III or IV) smaller, less costly, faster and technically feasible in a wide variety of locations. Therefore it can be used to assess not only new vaccine formulations but also address vaccine dosage and schedules relevant to buy BGJ398 the local vaccination programs. We also argue that it is a critical method for documenting PCV impact at the individual and community level following introduction into the routine immunization programs of countries; although it is not a disease endpoint in itself, where IPD surveillance is limited or not possible, colonization impact reveals the biologic impact of the vaccine on the organism and by bridging to other data where both IPD and colonization have been assessed, will allow for inferences about disease impact.

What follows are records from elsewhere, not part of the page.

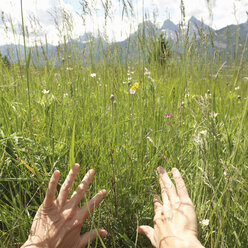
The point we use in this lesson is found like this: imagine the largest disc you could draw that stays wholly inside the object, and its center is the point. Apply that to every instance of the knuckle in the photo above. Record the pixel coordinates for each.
(69, 214)
(163, 190)
(66, 187)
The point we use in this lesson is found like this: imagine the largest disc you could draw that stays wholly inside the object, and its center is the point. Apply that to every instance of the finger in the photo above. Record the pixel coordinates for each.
(82, 187)
(181, 188)
(149, 232)
(168, 189)
(51, 190)
(157, 204)
(90, 236)
(66, 187)
(84, 212)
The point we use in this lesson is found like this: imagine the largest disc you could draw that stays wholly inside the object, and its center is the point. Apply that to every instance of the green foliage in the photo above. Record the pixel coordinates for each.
(160, 51)
(5, 61)
(73, 119)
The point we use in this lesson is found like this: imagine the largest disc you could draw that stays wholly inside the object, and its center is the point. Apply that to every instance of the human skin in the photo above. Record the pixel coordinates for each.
(175, 223)
(57, 223)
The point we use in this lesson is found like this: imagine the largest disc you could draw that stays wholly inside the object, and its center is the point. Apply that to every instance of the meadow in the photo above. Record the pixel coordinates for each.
(189, 113)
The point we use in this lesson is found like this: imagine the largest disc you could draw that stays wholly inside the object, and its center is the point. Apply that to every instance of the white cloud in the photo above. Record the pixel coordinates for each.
(40, 17)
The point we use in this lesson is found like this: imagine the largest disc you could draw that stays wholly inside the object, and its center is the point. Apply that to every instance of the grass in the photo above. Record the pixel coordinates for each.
(72, 119)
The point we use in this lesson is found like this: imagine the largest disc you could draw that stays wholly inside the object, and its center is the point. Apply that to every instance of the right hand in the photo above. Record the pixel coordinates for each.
(175, 223)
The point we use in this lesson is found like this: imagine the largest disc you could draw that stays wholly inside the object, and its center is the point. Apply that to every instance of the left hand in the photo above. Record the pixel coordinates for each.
(57, 223)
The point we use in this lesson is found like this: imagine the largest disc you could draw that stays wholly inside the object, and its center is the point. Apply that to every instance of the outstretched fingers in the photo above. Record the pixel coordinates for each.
(149, 232)
(90, 236)
(51, 190)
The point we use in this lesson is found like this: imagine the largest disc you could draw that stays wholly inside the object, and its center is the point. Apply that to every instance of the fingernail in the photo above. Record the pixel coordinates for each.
(160, 170)
(77, 165)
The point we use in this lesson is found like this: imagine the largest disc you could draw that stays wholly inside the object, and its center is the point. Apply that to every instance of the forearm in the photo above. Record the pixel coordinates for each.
(173, 242)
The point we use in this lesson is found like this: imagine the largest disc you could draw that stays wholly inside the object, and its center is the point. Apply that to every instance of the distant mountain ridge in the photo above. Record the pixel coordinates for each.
(223, 39)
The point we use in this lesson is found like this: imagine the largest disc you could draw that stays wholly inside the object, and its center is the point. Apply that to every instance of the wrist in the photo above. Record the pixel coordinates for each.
(176, 242)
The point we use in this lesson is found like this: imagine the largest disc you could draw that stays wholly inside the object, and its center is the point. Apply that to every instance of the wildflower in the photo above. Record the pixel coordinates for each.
(147, 73)
(204, 132)
(134, 88)
(132, 91)
(45, 91)
(213, 115)
(151, 79)
(187, 94)
(149, 138)
(205, 222)
(112, 97)
(181, 104)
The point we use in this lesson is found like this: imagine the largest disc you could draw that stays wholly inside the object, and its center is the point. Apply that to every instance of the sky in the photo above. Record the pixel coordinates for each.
(45, 19)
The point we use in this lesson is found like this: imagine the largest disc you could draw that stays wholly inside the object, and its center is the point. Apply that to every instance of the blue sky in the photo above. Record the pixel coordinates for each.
(40, 16)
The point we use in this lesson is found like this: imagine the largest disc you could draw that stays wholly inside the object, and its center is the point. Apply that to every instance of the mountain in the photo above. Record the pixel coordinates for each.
(224, 40)
(169, 29)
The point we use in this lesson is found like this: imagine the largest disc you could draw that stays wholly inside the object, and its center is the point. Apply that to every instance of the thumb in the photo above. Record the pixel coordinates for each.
(149, 232)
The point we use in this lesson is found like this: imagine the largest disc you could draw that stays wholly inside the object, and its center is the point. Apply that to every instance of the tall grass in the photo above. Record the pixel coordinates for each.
(74, 120)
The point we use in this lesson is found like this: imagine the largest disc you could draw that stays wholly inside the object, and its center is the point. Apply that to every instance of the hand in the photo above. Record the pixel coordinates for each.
(58, 223)
(175, 222)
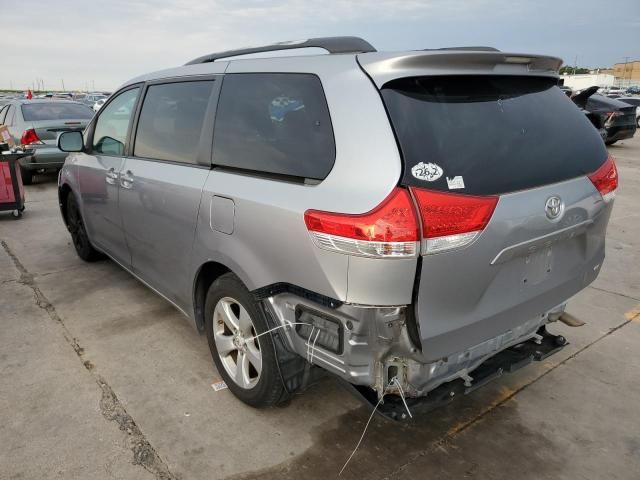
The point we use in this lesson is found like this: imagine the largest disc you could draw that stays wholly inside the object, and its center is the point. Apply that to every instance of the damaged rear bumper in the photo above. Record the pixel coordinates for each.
(369, 346)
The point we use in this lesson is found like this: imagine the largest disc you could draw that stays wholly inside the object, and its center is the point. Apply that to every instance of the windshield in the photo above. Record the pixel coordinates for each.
(489, 135)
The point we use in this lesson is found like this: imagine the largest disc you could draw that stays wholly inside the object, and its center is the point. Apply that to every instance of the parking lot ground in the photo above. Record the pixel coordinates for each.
(101, 378)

Therefore, the Staurosporine ic50 specific PneumoCarr project goals were to (1) develop the use of vaccine efficacy against pneumococcal nasopharyngeal

colonization (VE-colonization) as part of the regulatory Libraries licensure process, and (2) determine recommendations for how to optimally use NP colonization evaluations to inform the impact of PCV vaccines for public health purposes. The project objectives to meet these goals were to (1) develop the scientific basis and analytic Adenylyl cyclase tools for pneumococcal colonization studies as a supportive strategy for licensure, and (2) develop and support the technical community understanding and acceptance of pneumococcal colonization as an approach to licensure of novel pneumococcal vaccines. These two objectives address the key obstacles

to use of VE-colonization as a strategy for the development, licensure and implementation of new pneumococcal vaccine products. An international consultation “Workshop to explore the role of carriage studies in the evaluation and licensing of new pneumococcal vaccines”, co-sponsored by WHO and PneumoCarr, was convened at WHO in Geneva, Switzerland, in March 2012 to provide vaccine manufacturers and regulators the opportunity to understand and comment on the “Case for Carriage, C4C” document, a PneumoCarr white paper that presents the justification for the inclusion of VE-col in pneumococcal vaccine licensure pathway.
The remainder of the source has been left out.